Tuesday, May 09, 2006

Climbing my own mountains

Life has new beginnings all the time. Every day has a new sunrise, every new friend you meet has a smile, every new memory brings new emotions that can elicit laughter, tears and everything else in between.

The problem with life is that some people are often only willing to begin something they think will make them happy in the end. I just had a chat with a good friend about whether or not to love someone, even though the relationship is "doomed" to fail. I told him that, on a practical level, it would be better not to go into it if it was so serious, because the pain would almost be unbearable at the end.
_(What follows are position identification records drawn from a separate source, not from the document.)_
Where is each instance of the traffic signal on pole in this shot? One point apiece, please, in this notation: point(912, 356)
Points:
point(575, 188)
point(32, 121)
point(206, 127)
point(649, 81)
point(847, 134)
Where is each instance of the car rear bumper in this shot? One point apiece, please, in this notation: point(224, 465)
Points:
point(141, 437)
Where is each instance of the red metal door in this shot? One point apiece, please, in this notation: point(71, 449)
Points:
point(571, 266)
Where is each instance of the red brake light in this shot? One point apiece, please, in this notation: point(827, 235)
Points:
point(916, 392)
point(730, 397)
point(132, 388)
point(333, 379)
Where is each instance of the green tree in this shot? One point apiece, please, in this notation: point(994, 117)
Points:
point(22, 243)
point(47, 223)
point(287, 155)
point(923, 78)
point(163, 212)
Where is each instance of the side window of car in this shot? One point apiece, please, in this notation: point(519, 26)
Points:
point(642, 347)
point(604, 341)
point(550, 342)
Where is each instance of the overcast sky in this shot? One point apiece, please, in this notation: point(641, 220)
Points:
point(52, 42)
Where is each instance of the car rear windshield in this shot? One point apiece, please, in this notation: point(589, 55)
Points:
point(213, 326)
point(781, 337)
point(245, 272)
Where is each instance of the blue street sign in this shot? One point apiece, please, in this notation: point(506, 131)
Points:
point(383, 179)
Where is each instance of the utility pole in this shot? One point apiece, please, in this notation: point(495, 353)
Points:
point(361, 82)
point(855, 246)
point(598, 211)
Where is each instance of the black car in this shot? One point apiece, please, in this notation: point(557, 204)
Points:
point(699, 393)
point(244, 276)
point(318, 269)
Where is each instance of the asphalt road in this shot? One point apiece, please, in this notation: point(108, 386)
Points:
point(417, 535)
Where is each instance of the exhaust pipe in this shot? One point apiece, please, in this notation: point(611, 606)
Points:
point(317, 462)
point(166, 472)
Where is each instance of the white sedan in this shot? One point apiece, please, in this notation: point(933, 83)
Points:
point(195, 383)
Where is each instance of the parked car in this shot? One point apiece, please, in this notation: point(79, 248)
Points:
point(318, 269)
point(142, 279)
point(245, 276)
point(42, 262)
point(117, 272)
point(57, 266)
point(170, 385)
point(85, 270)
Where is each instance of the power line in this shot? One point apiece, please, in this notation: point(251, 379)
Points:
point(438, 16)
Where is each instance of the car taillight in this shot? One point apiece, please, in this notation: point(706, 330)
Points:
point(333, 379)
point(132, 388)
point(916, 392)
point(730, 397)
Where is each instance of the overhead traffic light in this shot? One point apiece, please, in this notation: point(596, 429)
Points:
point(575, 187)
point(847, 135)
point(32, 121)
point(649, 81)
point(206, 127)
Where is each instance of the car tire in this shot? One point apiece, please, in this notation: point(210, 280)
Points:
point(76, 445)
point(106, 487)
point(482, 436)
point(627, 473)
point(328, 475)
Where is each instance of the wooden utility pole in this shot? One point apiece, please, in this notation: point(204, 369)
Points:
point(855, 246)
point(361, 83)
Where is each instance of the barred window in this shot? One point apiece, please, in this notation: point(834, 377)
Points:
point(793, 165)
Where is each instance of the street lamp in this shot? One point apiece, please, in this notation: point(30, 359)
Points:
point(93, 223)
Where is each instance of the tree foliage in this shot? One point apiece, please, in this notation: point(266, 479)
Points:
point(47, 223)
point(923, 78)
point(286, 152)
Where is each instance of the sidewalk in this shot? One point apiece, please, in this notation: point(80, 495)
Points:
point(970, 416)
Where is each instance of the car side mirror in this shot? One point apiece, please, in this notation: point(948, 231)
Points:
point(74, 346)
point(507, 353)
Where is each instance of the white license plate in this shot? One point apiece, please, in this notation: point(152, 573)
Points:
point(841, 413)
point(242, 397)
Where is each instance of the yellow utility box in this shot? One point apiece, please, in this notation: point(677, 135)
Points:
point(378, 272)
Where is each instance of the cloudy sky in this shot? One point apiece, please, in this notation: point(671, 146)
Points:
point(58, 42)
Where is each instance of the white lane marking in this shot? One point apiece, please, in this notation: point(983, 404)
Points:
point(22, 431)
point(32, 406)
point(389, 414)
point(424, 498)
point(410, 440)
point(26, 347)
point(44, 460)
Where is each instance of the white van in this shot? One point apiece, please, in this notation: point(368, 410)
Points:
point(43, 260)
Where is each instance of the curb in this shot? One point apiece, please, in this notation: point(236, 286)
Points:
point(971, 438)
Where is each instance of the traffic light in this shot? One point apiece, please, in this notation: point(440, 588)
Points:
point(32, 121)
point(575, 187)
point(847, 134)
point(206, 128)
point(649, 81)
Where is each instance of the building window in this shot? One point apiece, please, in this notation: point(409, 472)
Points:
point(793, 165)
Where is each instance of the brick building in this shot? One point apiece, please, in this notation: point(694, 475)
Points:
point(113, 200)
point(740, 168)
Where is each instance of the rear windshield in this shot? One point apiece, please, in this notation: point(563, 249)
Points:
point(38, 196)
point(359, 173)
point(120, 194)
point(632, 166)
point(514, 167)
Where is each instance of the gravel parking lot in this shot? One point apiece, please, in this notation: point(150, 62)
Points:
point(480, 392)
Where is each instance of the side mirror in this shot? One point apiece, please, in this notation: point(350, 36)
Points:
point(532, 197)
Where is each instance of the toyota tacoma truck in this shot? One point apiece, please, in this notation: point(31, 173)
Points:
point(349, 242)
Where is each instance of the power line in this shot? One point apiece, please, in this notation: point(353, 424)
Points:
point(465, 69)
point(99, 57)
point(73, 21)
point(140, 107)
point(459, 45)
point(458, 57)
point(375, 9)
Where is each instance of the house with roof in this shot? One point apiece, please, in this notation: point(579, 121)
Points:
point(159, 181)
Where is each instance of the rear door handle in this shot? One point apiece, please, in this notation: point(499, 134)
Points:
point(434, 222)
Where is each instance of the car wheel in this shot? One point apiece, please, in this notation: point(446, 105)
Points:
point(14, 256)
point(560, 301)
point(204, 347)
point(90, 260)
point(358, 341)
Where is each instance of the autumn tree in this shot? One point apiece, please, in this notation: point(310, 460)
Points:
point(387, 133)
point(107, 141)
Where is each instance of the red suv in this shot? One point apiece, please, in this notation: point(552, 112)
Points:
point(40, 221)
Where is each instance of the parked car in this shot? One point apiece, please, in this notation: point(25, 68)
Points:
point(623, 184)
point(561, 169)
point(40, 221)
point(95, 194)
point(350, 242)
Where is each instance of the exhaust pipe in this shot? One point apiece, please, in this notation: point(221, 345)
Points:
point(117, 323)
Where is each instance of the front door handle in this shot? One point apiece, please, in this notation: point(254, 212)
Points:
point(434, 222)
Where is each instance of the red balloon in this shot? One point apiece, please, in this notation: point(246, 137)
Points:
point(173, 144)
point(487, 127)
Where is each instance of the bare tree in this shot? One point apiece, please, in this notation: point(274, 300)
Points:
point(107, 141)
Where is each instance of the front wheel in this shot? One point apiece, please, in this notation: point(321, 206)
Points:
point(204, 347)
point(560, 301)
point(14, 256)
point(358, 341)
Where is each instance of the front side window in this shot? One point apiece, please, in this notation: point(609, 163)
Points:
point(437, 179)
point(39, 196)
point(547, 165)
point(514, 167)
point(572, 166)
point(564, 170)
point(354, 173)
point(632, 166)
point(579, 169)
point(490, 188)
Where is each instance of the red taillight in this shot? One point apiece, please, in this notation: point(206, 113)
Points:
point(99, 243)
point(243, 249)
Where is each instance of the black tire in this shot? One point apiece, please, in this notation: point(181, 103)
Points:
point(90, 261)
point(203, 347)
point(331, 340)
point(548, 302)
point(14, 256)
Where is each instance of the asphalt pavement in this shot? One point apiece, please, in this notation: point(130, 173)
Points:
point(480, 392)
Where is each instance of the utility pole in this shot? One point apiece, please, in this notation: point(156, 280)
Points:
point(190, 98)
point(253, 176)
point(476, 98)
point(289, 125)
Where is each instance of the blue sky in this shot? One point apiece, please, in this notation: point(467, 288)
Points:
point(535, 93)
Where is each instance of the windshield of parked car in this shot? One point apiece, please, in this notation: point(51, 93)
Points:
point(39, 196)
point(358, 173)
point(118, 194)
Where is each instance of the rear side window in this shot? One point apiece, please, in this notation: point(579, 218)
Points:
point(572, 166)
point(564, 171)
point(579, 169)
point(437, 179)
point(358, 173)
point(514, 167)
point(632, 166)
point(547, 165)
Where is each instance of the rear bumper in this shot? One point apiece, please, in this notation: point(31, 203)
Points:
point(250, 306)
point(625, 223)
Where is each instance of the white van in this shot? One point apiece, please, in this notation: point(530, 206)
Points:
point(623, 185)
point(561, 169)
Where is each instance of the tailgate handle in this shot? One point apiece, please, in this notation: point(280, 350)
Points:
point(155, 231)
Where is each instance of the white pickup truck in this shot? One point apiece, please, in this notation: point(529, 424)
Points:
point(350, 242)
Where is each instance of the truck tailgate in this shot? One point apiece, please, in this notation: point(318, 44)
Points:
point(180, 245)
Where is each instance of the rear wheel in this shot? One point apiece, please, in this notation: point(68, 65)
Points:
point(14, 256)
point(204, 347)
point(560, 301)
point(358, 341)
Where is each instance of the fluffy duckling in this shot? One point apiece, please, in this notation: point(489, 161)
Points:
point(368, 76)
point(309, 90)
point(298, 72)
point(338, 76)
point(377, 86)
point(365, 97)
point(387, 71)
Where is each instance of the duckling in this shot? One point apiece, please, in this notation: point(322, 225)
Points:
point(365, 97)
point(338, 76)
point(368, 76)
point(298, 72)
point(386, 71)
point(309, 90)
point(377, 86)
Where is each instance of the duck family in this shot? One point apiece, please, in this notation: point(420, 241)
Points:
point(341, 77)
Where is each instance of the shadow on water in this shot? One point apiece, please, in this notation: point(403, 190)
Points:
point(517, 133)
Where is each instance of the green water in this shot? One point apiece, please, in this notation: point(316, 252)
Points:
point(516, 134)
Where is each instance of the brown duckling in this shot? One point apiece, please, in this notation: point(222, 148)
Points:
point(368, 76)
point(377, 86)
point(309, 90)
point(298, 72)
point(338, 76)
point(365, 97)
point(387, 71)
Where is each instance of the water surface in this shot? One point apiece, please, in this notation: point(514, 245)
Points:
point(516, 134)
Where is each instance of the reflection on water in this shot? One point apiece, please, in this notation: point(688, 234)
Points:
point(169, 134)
However, I also feel that life is not about the missed opportunities, the blown chances, the lasting regrets that we will never be able to make right. Life is about risking, each and every day, what contentment we might already have... because how can we truly be content when we don't know if we've tested our own limits? How can we be content when the only valley we know is the one we've lived in all our lives? Some days, wouldn't it just be cool to go climb up that scary mountain that casts a shadow over us everyday?

That's what I'm doing right now: climbing my own mountains. I'm not sure what I may see on the other side, or even if there will BE another side... but I do know that staying put won't ever make me happy. Not if there's a chance, small as it may be, that there's a more beautiful place somewhere not too far away.

My friend and I eventually settled upon the ideal that life is too damn short to be wasted by NOT choosing to love someone. I told him to go for it, because life is not complete without at least one tragic love story. :) I should know... I've had my fair share. But, really, how many opportunities do we get in life to love the person we truly want to love? When the chance presents itself, you MUST take it. There's really no other way to act.

Someone once asked Sir Edmund Hillary, the great mountaineer who, along with Tenzing Norgay, was the first to scale Mt. Everest, why he climbed the mountain. His response?

"Because it was there."

And THAT is why, if you ever need to find me, you'll have to look up a bit, into the shadows of the great mountain. I'll be somewhere up there.